The Lebanese parliament speaker on Sunday postponed a session to elect a new president until next month as the head of the Arab League failed to break the presidential deadlock after crisis talks with the country's feuding factions and Syrian officials.
The postponement of a parliament session scheduled for yesterday to elect a president was the latest of more than a dozen such delays since the sharply divided legislature first tried to select a new head of state in September.
It underlined continued deep political differences between the anti-Syrian parliamentary majority and the opposition over the make up of the future government that would be formed after a new president is elected.
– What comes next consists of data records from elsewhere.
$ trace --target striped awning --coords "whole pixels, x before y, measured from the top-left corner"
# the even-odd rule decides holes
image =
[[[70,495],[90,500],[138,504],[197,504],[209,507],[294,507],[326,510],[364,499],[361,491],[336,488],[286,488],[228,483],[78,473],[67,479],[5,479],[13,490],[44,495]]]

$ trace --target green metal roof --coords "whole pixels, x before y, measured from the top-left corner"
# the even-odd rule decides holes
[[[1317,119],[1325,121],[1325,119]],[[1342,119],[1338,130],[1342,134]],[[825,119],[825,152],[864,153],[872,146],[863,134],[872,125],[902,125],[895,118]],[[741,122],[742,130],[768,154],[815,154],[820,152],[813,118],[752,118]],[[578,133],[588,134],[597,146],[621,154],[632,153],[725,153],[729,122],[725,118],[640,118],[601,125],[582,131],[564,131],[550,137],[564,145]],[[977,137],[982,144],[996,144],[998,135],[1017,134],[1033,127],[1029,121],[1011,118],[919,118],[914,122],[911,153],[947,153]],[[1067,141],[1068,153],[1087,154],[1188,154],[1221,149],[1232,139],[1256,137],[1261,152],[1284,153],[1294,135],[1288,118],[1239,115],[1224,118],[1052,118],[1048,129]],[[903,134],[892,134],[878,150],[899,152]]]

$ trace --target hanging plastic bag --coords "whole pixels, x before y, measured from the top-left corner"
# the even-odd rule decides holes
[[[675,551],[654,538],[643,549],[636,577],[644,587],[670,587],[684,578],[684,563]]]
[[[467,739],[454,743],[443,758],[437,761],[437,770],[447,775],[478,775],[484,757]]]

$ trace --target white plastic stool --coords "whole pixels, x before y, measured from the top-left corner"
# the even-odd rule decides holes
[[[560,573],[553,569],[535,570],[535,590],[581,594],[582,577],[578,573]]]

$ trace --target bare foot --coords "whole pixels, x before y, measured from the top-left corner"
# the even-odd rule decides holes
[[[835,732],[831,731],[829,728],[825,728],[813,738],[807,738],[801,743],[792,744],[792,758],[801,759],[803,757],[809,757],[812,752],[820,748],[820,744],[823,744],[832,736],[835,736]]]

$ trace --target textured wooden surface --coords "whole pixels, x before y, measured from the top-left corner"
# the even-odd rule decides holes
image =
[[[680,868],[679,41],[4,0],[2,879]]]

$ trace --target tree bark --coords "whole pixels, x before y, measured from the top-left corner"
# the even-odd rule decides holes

Lebanon has been without a president since pro-Syrian Emile Lahoud's term ended on Nov. 23.
The presidential crisis has compounded a yearlong fierce power struggle between the Western-backed government of Prime Minister Fuad Siniora and the Syrian-backed opposition led by the militant Hezbollah group.
The announcement by Speaker Nabih Berri to postpone the session until Feb. 11 came shortly after Berri met Arab League Secretary-General Amr Moussa, who has been holding talks with rival factions since last week. Moussa has been urging an Arab plan that calls for the election of army commander, General Michel Suleiman, as president, the formation of a national unity government and the adoption of a new electoral law.
The plan was unanimously adopted by Arab foreign ministers in Cairo earlier this month.
Berri said the delay would give the two sides more time to work out their differences ahead of the presidential vote.
"The parties have begun a serious dialogue with the aim of reaching a consensus on the Arab initiative," a statement from Berri's office quoted him as saying.
On Thursday, Moussa brought together Christian opposition leader Michel Aoun and legislator Saad Hariri, leader of the anti-Syrian parliamentary majority, in the first such meeting in three months.
But no concrete results emerged from this meeting as both sides stuck to their positions.
Though both sides have backed Suleiman, they remain deadlocked over an amendment to Lebanon's constitution that would allow the head of the military to become president.
They also have not been able to agree on whether the opposition should have veto power on major issues.
Moussa has held five days of crisis talks, including a visit to neighboring Syria, but has failed so far to solve the political crisis -- Lebanon's worst since the end of the 1975 to 1990 civil war.
"Lebanese and regional difficulties" are complicating matters, Moussa told reporters Sunday -- in an apparent reference to Syria, a key player in Lebanon and the opposition's main backer. Syria has been accused by the US and the anti-Syrian coalition of blocking the presidential vote.